He said the timing is right for Clinton’s presidential campaign.
“We need a commander in chief — not a divider in chief,” he said.
UNC sophomore Emily Hagstrom, who helped organize the group’s venture to Raleigh, said one of the most important aspects of Clinton’s campaign is her commitment to a diverse group of people.
“Hillary is an intersectional feminist, and we are supporting her because of that,” she said.
Feminism is an important topic for UNC sophomore Blair Killian, who also said feminism is not just for women, but everyone — and Clinton supports this notion.

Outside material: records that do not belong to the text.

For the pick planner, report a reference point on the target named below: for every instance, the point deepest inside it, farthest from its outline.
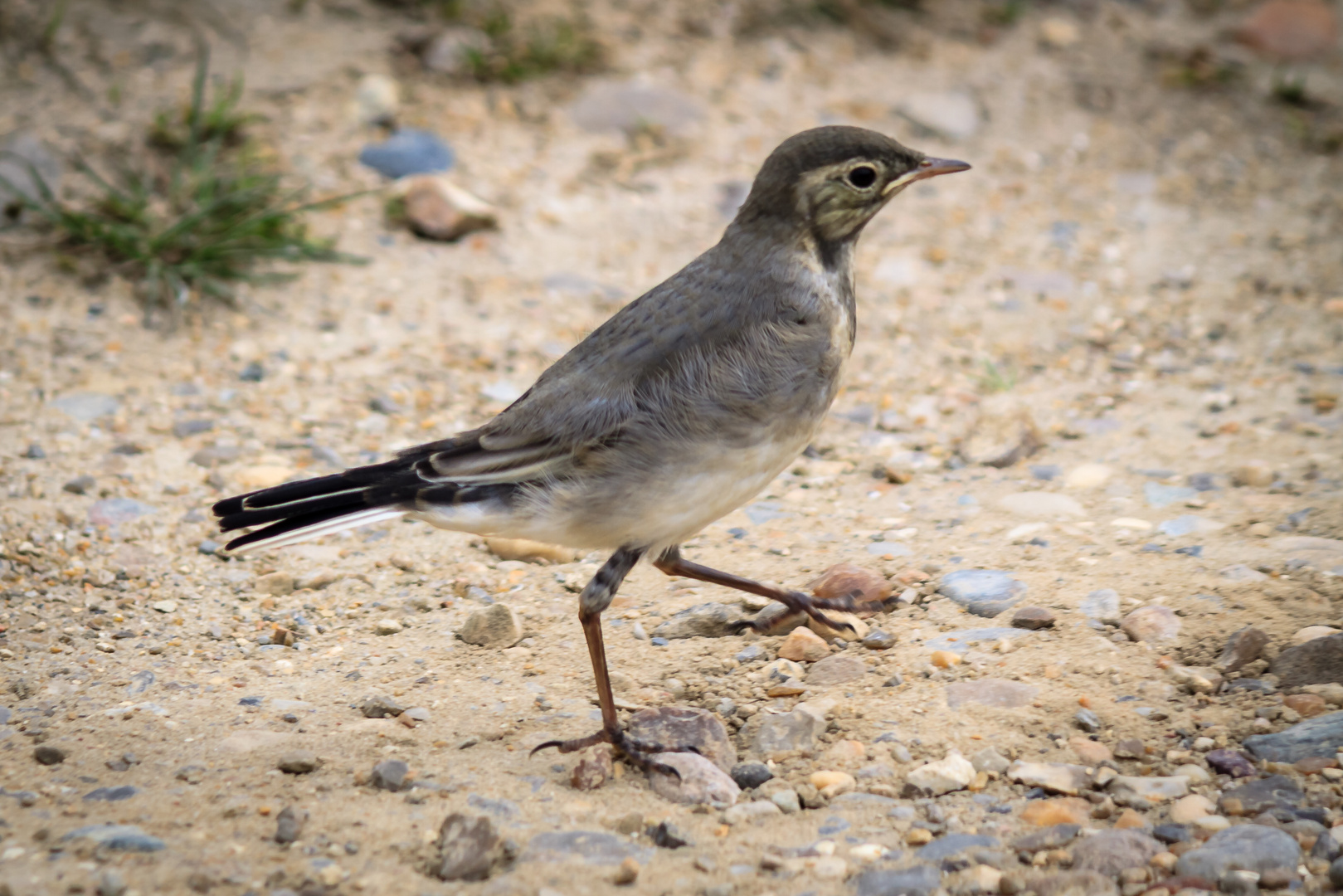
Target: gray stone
(1311, 738)
(985, 592)
(1243, 848)
(494, 626)
(124, 839)
(586, 846)
(990, 692)
(781, 733)
(117, 511)
(86, 407)
(289, 824)
(407, 152)
(1316, 661)
(703, 620)
(1111, 852)
(627, 106)
(835, 670)
(948, 845)
(1102, 606)
(920, 880)
(683, 727)
(1251, 798)
(466, 848)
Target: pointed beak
(926, 169)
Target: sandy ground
(1149, 275)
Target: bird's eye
(863, 176)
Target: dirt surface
(1136, 281)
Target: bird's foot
(637, 752)
(814, 607)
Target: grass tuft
(195, 218)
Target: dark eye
(863, 176)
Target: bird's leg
(673, 563)
(596, 598)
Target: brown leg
(596, 598)
(673, 563)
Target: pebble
(466, 848)
(123, 839)
(436, 208)
(1041, 505)
(1247, 846)
(1230, 762)
(1102, 606)
(86, 407)
(1243, 646)
(985, 592)
(685, 727)
(951, 114)
(1127, 789)
(1033, 618)
(627, 106)
(990, 692)
(701, 621)
(1290, 30)
(1111, 852)
(116, 511)
(1316, 661)
(494, 626)
(751, 774)
(852, 581)
(289, 824)
(297, 762)
(837, 670)
(1057, 778)
(407, 152)
(700, 781)
(803, 645)
(1152, 624)
(944, 776)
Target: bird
(677, 410)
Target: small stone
(1128, 789)
(1254, 473)
(407, 152)
(990, 692)
(1191, 807)
(1033, 618)
(1230, 762)
(494, 626)
(1111, 852)
(1243, 646)
(803, 645)
(297, 762)
(468, 846)
(701, 621)
(1247, 846)
(436, 208)
(948, 774)
(985, 592)
(1290, 30)
(751, 774)
(842, 581)
(49, 755)
(1053, 777)
(837, 670)
(1102, 606)
(289, 824)
(1152, 624)
(668, 835)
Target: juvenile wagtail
(673, 412)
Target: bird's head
(831, 180)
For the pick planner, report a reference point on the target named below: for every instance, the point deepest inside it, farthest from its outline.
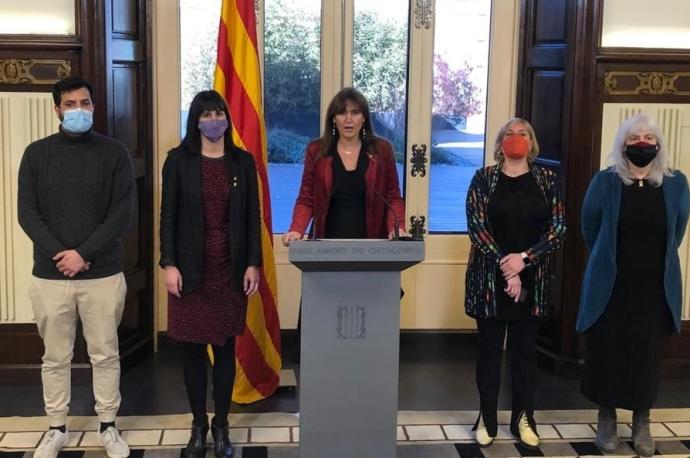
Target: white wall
(24, 118)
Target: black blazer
(182, 219)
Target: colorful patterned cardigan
(485, 254)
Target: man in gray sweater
(75, 198)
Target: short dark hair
(337, 106)
(206, 101)
(68, 85)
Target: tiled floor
(437, 402)
(165, 431)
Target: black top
(76, 192)
(641, 246)
(182, 234)
(624, 348)
(346, 217)
(517, 214)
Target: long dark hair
(206, 101)
(338, 106)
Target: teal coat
(600, 230)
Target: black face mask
(641, 153)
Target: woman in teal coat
(633, 220)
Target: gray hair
(620, 164)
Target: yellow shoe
(526, 432)
(481, 434)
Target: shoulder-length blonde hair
(620, 164)
(533, 152)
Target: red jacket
(317, 185)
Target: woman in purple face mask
(211, 254)
(634, 217)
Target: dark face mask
(641, 153)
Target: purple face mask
(213, 129)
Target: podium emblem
(351, 322)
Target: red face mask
(515, 146)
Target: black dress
(517, 214)
(346, 217)
(624, 347)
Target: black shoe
(221, 441)
(196, 447)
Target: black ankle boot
(196, 447)
(221, 441)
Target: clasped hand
(70, 263)
(511, 265)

“Women’s rights is not just ‘women’s’ rights, it is everyone’s rights. Everyone deserves to be equal,” she said. “I think that’s important because she hasn’t just worked for women, she’s worked for everyone — lifting up everyone and making us equal.”
Ellie Smeal, president of the Feminist Majority Foundation, also said Clinton is committed to equality.
“I’m just so impressed by her constantly, in every speech, talking about breaking down barriers.”
Speakers also addressed the importance of the new generation of voters.
Smeal said that young people have an obligation to make a difference.
“You have an opportunity to make history and to change the world,” she said. “And I really believe the millennials will do both.”
N.C. Rep. Carla Cunningham, D-Mecklenburg, said this generation also brings a fresh perspective.
“We need someone that allows the boldness and the energy of this generation of young people because they are the most diverse and open-minded generation America has ever seen,” she said.
Cunningham said she is waiting for the day Clinton takes office.
“As a woman, mother and health care provider, I am proud to be a woman, and I await the day I can say: Madame President.”